Relevant Tools/Websites
  • Semantically-Interlinked Online Communities (SIOC): The SIOC initiative (Semantically-Interlinked Online Communities) aims to enable the integration of online community information. SIOC provides a Semantic Web ontology for representing rich data from the Social Web in RDF.
  • DBPedia: DBpedia is a community effort to extract structured information from Wikipedia and to make this information available on the Web. DBpedia allows users to ask expressive queries against Wikipedia and to interlink other datasets on the Web with DBpedia data.
  • Linked Open Data Open (LOD) Community Project: Linked Data is about using the Web to connect related data that wasn't previously linked, or using the Web to lower the barriers to linking data currently linked using other methods. More specifically, Wikipedia defines Linked Data as "a term used to describe a recommended best practice for exposing, sharing, and connecting pieces of data, information, and knowledge on the Semantic Web using URIs and RDF."
  • SentiWordNet: SentiWordNet is a lexical resource for opinion mining. SentiWordNet assigns to each synset of WordNet three sentiment scores: positivity, negativity, objectivity. SentiWordNet is described in details in the paper //SentiWordNet: A Publicly Available Lexical Resource for Opinion Mining//


Things need to be Explored in UAd project:
UAd Aquisition
  • Project use widely deployed vocabularies—e.g. Semantically-Interlinked Online Communities (SIOC)—along with existing APIs for the extraction and structuring phase.
  • Project aim at orienting the opinion holder context on domain semantics along with exploiting linked datasets (such as DBpedia ) and domain delimited query expansion.

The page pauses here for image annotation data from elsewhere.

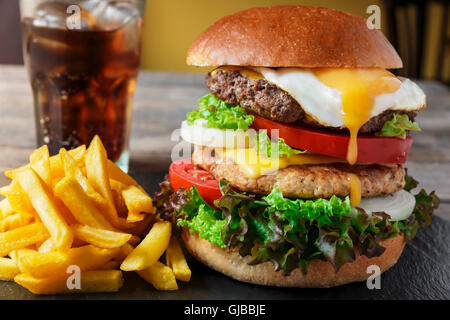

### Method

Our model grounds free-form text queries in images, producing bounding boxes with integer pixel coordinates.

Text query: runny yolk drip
[348,173,361,207]
[314,68,401,164]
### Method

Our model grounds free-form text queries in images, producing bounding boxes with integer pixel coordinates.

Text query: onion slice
[181,119,256,149]
[358,190,416,221]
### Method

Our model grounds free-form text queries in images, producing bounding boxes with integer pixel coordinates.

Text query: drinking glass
[20,0,145,171]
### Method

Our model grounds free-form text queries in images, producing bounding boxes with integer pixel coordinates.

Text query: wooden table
[0,65,450,220]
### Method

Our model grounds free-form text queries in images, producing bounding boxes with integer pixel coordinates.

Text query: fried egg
[254,68,425,164]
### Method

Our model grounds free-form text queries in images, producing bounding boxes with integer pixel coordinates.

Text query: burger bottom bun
[181,228,406,288]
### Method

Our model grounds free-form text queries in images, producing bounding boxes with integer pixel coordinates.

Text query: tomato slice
[252,115,413,163]
[169,159,222,205]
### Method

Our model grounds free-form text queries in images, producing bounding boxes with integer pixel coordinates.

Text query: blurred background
[0,0,450,84]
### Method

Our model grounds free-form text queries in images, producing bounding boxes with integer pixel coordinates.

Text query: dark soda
[22,2,142,161]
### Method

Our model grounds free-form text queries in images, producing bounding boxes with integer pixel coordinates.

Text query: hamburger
[155,6,439,287]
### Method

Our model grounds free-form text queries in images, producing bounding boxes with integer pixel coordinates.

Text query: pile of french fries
[0,136,191,294]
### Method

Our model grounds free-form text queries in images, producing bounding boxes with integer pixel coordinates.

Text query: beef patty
[192,145,405,198]
[206,70,416,134]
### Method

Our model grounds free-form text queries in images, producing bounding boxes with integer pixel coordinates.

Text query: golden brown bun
[186,6,402,69]
[182,228,405,288]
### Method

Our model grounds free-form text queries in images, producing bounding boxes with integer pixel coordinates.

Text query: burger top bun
[186,6,402,69]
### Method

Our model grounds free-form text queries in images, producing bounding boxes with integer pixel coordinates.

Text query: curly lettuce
[375,114,420,139]
[155,177,439,275]
[254,130,305,158]
[187,94,254,130]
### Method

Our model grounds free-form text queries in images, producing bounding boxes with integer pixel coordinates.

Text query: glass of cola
[20,0,145,171]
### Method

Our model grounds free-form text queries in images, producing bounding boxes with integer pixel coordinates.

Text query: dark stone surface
[0,171,450,300]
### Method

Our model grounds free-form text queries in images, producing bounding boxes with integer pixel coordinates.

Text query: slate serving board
[0,172,450,300]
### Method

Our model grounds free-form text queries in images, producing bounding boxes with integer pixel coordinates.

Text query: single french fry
[122,186,154,222]
[53,197,78,225]
[85,135,119,227]
[121,243,178,290]
[0,184,11,197]
[107,160,145,193]
[0,258,19,281]
[38,238,55,253]
[8,250,17,264]
[0,198,15,219]
[12,248,39,271]
[127,211,146,223]
[100,259,120,270]
[109,179,128,193]
[117,243,134,260]
[19,245,120,278]
[0,223,50,257]
[137,261,178,290]
[5,145,86,180]
[53,176,113,230]
[166,236,191,282]
[120,221,172,271]
[7,179,35,215]
[59,148,106,208]
[0,198,15,219]
[0,213,33,232]
[70,224,132,248]
[72,238,89,248]
[112,189,128,217]
[119,214,156,236]
[14,270,124,294]
[128,235,141,246]
[30,144,52,187]
[17,169,73,251]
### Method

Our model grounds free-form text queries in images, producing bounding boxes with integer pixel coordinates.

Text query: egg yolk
[314,68,401,164]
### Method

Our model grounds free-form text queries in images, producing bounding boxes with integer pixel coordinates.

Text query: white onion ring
[357,190,416,221]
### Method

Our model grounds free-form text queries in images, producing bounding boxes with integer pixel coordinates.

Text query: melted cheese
[348,173,361,207]
[216,148,345,179]
[314,69,401,164]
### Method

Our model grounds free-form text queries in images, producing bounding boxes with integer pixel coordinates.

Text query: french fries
[30,145,52,186]
[120,221,172,271]
[14,270,124,294]
[166,236,191,282]
[121,244,178,290]
[137,261,178,290]
[0,223,50,257]
[4,145,86,180]
[0,213,33,232]
[60,149,106,208]
[0,198,14,219]
[122,186,153,222]
[17,168,73,251]
[0,136,190,294]
[70,224,132,249]
[85,136,119,227]
[0,258,19,281]
[54,176,113,230]
[18,245,120,278]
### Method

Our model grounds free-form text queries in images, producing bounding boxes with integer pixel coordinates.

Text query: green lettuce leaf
[375,114,420,139]
[187,94,253,130]
[255,130,305,158]
[154,175,439,275]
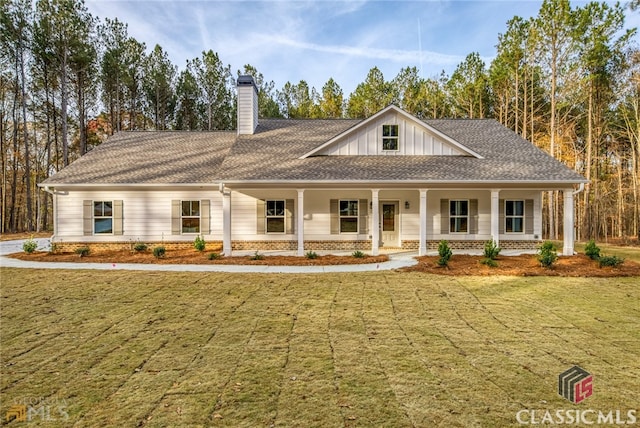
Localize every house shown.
[40,76,586,255]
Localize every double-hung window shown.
[181,201,200,233]
[382,125,399,150]
[504,201,524,233]
[265,200,286,233]
[93,201,113,234]
[338,199,359,233]
[449,200,469,233]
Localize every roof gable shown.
[300,105,482,159]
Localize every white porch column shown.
[418,189,427,256]
[296,189,304,256]
[371,189,380,256]
[491,189,500,245]
[562,189,574,256]
[221,189,231,256]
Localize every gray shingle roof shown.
[45,119,585,184]
[44,131,236,185]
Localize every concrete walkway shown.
[0,238,418,273]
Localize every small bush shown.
[480,257,498,267]
[598,256,624,267]
[438,240,453,266]
[153,245,167,259]
[22,238,38,254]
[133,242,149,253]
[193,235,207,252]
[584,239,600,260]
[483,239,502,264]
[538,241,558,268]
[75,247,91,257]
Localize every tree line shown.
[0,0,640,239]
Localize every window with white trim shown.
[449,200,469,233]
[180,201,200,233]
[93,201,113,234]
[338,199,359,233]
[504,201,524,233]
[382,125,400,150]
[265,200,286,233]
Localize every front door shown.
[380,201,400,247]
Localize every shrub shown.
[584,239,600,260]
[438,241,453,266]
[538,241,558,268]
[598,256,624,267]
[75,247,91,257]
[483,239,502,264]
[193,235,207,252]
[133,242,149,253]
[153,245,167,259]
[22,238,38,254]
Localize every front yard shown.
[0,268,640,427]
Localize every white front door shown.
[380,201,400,247]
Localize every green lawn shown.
[0,268,640,427]
[576,242,640,263]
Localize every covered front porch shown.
[220,186,574,256]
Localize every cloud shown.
[261,35,464,66]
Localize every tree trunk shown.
[60,48,69,166]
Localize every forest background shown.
[0,0,640,242]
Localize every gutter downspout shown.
[218,183,231,257]
[40,186,58,242]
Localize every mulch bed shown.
[9,249,640,278]
[403,254,640,278]
[9,250,389,266]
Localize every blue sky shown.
[86,0,640,96]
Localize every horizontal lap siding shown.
[54,191,222,241]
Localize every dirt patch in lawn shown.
[404,254,640,278]
[9,249,389,266]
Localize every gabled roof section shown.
[300,104,483,159]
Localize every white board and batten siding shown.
[55,190,222,242]
[318,111,464,156]
[238,85,258,135]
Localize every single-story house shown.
[39,76,586,255]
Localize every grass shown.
[576,242,640,263]
[0,268,640,427]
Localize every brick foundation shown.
[54,240,541,253]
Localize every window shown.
[93,201,113,233]
[265,201,286,233]
[339,199,358,233]
[504,201,524,233]
[449,201,469,233]
[382,125,398,150]
[181,201,200,233]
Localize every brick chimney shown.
[238,76,258,135]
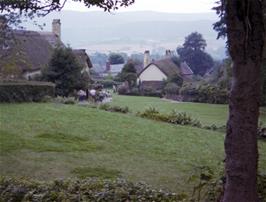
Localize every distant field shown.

The interlinking with DBpedia is done manually.<
  • Implemented a client/server system to perform the data acquisition in UAd. The server has been implemented using a Java application server (Tomcat) along with a Jena 2/PostgreSQL RDF store taking care of the scheduling and execution of the acquisition tasks.At the client side, a Firefox plug-in allows a user to define, control and monitor the tracing tasks. The plug-in has been developed in JavaScript and XUL (http://developer.mozilla.org/en/docs/XUL).

UAd Analyser
  • The UAd Analyser is aWeb Application allowing a market researcher to examine the data gathered by the UAd Acquistion Server.(implemented with the Google Web Toolkit) http://code.google.com/webtoolkit/)

Note:
  • The W3C has recently launched the “Product Modelling Incubator Group“ aiming at creating a product modelling ontology.
  • The Linking Open Data (LOD) community project is an open, collaborative effort applying the linked data principles. It aims at bootstrapping the Web of Data by publishing datasets in RDF on the Web and creating large numbers of links between these datasets. The datasets included in the project are diverse in both nature and size. Currently, the project includes some 30 different datasets, ranging from rather centralized ones (such as DBpedia) to those that are very distributed (for example the FOAF-o-sphere).